You'd be surprised. Mathematical proofs contain lots of "english prose".
>Yet, I challenge you to back up your statement about character counting by showing me a Computer Scientist and a Software Engineer who no longer writes or uses traditional mathematical notation for anything, but has systematically moved over to the more intuitive and natural programming language of their choice, such as Scheme, C, or Haskell.
That's irrelevant. Best tool for the job et al.
>APL is a suitable replacement for Mathematical notation and was designed as such.
That doesn't make it suitable for programming in general.
And mathematical notation is much richer than APL, it's not constrained by mere sequential characters on a line.
Some mathematical proofs contain lots of "english prose", but not in fields that have nailed down the semantics; and no field that did even goes back to prose.

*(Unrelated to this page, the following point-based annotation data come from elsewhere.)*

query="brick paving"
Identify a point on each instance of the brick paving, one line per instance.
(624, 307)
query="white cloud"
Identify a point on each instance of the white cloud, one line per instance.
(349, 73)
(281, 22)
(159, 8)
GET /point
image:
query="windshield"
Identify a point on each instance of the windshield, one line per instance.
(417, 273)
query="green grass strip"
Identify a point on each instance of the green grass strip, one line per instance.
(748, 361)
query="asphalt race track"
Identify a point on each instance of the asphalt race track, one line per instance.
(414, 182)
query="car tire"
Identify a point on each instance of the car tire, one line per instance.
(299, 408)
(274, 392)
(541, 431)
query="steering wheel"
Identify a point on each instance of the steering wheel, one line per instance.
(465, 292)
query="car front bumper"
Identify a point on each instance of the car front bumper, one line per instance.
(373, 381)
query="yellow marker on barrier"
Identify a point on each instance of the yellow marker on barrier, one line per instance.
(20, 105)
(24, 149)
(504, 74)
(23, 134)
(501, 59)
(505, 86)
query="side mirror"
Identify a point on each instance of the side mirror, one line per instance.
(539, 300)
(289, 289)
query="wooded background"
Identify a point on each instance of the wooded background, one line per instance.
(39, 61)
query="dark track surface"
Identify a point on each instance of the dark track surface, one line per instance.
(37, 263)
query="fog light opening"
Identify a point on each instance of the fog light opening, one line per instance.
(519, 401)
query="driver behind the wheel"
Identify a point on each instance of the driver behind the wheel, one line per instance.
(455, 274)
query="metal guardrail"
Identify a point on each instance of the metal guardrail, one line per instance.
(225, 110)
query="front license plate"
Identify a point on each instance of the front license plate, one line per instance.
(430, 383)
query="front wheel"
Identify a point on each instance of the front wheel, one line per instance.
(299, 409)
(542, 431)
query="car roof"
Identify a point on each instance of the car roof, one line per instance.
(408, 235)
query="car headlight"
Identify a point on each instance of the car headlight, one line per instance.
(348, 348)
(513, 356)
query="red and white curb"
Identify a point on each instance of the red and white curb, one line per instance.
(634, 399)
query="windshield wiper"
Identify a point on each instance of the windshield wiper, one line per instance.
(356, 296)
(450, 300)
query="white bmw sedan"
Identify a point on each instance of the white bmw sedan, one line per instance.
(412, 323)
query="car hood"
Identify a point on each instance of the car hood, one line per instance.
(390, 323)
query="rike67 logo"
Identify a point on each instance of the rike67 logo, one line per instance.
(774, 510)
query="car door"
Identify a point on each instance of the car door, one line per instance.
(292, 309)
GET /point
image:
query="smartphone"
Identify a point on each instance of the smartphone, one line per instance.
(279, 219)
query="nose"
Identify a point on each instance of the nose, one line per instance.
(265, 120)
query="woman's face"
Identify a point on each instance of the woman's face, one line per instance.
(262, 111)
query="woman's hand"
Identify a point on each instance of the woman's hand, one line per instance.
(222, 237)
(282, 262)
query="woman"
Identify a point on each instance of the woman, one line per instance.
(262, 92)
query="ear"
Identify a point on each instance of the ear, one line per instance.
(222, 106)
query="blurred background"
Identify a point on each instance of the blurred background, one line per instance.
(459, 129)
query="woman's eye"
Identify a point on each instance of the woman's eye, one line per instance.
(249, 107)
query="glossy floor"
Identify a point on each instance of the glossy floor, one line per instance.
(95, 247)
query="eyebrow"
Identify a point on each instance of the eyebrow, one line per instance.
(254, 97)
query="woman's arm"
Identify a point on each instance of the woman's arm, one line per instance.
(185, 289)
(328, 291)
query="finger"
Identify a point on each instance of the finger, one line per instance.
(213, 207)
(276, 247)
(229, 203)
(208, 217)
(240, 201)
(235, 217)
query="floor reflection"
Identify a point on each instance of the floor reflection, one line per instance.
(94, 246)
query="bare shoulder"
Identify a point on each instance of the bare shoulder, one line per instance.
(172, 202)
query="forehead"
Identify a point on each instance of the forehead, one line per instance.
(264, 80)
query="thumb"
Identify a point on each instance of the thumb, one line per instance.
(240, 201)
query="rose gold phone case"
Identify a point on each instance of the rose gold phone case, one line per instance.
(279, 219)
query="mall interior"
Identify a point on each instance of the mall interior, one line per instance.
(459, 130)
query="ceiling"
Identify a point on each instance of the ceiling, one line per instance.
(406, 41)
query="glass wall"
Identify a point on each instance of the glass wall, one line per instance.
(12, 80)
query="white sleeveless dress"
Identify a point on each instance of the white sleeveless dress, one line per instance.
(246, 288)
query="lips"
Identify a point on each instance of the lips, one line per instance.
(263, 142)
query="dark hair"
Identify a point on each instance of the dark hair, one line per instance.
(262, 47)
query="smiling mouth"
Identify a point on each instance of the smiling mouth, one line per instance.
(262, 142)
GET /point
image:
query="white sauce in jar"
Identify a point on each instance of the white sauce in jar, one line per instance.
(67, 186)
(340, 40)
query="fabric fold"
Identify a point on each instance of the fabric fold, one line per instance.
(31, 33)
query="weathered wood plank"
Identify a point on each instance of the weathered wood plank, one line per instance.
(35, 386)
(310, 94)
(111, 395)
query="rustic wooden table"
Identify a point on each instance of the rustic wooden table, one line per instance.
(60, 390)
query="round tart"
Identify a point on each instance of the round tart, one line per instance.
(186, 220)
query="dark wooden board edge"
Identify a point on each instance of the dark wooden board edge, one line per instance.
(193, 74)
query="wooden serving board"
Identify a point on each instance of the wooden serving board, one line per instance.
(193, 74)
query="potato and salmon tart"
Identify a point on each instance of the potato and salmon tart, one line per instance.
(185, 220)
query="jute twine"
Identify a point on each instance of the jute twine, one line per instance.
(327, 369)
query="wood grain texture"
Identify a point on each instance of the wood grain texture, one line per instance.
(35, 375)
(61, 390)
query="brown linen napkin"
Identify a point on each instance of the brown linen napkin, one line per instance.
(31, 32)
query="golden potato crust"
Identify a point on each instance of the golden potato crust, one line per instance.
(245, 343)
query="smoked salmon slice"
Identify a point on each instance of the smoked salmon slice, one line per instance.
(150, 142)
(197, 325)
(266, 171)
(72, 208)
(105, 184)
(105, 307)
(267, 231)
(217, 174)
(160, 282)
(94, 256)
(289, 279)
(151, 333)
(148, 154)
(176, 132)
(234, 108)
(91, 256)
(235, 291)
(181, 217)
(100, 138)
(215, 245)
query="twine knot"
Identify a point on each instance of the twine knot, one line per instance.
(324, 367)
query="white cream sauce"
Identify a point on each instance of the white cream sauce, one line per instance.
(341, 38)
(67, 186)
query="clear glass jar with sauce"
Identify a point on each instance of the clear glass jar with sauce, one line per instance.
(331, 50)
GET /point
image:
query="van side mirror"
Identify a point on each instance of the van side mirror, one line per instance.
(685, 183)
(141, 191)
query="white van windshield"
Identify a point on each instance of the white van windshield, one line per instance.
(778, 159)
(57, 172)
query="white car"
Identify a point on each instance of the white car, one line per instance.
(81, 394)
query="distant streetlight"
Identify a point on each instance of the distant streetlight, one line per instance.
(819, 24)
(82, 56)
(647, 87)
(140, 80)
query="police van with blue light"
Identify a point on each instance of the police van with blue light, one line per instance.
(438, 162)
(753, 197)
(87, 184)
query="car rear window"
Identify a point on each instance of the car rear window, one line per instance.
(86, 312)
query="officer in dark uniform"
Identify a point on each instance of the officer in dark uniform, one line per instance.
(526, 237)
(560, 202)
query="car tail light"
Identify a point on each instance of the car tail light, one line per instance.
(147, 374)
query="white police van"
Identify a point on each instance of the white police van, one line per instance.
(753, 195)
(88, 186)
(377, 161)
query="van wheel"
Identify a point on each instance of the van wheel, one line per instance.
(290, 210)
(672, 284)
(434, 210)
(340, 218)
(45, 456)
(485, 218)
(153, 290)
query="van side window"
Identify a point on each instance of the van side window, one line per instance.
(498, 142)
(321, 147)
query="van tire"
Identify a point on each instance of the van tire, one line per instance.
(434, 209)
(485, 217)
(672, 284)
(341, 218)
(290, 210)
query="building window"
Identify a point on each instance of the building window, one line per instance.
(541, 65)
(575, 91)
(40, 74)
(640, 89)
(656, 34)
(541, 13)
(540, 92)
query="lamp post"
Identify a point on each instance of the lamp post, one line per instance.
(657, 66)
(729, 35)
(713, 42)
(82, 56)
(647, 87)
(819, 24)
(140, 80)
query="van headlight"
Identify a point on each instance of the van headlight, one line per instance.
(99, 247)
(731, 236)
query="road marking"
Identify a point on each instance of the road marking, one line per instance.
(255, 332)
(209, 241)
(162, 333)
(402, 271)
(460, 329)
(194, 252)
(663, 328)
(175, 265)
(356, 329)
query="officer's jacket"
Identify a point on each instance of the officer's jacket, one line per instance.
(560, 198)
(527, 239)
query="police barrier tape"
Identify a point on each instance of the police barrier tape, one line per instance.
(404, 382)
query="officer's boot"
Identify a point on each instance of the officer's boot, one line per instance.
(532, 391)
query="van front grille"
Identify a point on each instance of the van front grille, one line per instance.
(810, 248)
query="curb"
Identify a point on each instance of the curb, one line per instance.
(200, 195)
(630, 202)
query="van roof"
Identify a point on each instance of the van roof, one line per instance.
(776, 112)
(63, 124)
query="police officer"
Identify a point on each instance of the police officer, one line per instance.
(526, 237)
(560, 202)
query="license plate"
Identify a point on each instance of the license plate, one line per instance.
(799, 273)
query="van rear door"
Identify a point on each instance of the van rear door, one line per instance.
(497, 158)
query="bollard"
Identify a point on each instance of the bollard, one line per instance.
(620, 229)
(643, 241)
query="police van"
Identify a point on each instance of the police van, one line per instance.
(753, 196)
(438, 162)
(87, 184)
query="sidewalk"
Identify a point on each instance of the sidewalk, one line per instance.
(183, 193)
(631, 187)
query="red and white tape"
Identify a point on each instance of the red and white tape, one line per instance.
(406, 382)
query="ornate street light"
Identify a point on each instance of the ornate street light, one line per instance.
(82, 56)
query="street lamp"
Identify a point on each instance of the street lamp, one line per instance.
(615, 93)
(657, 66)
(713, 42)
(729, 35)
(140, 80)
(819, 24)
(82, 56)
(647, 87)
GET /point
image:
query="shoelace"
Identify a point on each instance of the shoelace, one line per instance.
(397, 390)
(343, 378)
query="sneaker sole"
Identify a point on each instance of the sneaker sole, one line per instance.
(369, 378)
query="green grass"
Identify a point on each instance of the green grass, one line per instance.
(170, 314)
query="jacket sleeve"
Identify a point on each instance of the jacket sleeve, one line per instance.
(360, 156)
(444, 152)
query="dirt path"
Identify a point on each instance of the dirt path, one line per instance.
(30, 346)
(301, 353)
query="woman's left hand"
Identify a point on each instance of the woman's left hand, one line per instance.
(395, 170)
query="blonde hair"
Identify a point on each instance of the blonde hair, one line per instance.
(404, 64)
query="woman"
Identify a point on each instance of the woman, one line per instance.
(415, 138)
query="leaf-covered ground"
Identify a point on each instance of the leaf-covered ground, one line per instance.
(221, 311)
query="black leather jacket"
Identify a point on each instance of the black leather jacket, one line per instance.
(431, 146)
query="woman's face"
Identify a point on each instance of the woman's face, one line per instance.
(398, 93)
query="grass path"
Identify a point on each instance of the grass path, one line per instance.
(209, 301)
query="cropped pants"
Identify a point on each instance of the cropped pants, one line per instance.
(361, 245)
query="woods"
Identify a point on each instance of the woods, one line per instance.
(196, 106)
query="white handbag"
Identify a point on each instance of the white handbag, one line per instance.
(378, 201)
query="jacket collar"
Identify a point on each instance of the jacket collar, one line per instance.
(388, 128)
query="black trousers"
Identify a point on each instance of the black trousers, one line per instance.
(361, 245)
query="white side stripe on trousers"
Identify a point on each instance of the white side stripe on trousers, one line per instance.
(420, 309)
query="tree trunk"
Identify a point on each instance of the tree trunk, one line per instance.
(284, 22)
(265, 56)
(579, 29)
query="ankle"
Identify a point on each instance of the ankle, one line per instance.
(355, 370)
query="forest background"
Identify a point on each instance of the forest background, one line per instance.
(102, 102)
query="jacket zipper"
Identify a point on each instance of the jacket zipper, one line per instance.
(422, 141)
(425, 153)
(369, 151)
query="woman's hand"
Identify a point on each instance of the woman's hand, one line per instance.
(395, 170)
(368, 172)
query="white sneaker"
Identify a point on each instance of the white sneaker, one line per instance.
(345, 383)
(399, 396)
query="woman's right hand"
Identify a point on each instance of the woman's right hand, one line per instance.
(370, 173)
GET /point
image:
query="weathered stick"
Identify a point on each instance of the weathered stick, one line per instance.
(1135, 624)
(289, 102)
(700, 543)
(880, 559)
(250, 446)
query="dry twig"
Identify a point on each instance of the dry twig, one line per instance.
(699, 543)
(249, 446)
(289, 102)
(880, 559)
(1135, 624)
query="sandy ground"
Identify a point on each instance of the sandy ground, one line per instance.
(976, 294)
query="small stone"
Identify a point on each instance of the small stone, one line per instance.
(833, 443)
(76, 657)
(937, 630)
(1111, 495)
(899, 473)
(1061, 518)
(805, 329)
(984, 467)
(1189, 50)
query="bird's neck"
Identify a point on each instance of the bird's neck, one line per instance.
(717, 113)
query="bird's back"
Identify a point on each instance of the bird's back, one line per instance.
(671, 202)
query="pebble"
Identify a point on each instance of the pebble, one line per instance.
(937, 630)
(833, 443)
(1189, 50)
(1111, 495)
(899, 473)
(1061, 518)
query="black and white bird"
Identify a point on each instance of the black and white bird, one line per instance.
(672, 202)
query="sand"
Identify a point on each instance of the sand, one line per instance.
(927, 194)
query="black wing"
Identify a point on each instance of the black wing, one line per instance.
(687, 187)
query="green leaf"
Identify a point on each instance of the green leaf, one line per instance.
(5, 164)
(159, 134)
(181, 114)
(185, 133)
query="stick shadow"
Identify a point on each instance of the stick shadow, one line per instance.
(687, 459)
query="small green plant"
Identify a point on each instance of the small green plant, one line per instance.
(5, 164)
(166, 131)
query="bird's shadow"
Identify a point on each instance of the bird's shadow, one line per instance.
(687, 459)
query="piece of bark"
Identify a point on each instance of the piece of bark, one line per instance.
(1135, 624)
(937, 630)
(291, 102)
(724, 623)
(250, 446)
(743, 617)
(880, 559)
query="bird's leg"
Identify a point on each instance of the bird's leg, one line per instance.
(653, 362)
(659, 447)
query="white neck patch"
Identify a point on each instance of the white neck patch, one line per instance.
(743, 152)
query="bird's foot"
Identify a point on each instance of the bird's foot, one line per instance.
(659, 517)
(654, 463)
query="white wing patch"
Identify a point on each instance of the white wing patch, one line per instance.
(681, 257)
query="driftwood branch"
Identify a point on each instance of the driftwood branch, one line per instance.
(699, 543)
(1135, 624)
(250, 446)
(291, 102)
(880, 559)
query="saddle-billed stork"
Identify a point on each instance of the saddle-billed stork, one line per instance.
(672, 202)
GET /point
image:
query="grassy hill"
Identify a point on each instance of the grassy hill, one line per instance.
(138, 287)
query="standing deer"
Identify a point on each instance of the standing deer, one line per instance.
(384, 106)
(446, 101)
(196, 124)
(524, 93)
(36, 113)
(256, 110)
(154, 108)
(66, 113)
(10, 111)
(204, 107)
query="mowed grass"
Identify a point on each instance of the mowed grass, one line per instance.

mathematical notation is not automatically suitable for programming in general, but is not automatically unsuitable.
APL was devised as a notation for algorithms, not for general math; Iverson noticed that at the time (1950s), everyone was inventing their own algorithm specification when give mathematical proof, and tried to unify that. And since it was well enough specified, someone later wrote an interpreter, and that's how APL came to be more than notation. I urge everyone to read Iverson's "notation as a tool of thought".
> Best tool for the job et al.
Best tool depends on context. No programming language is the best tool if the person reading/writing/mainting it does not know the basics of how to program.
APL is suitable for programming in general for people who take the time to learn it, and is often the best tool for the job, as long as the context is "to be read/maintained by other people who know APL". IMHO, this is an unfortunately rare context.
No software development in any language should be undertaken by people who don't understand the language and surrounding tooling and libraries. No program in any language should be written with the expectation that it can be maintained by people who don't know the language. This is not some APL predicament.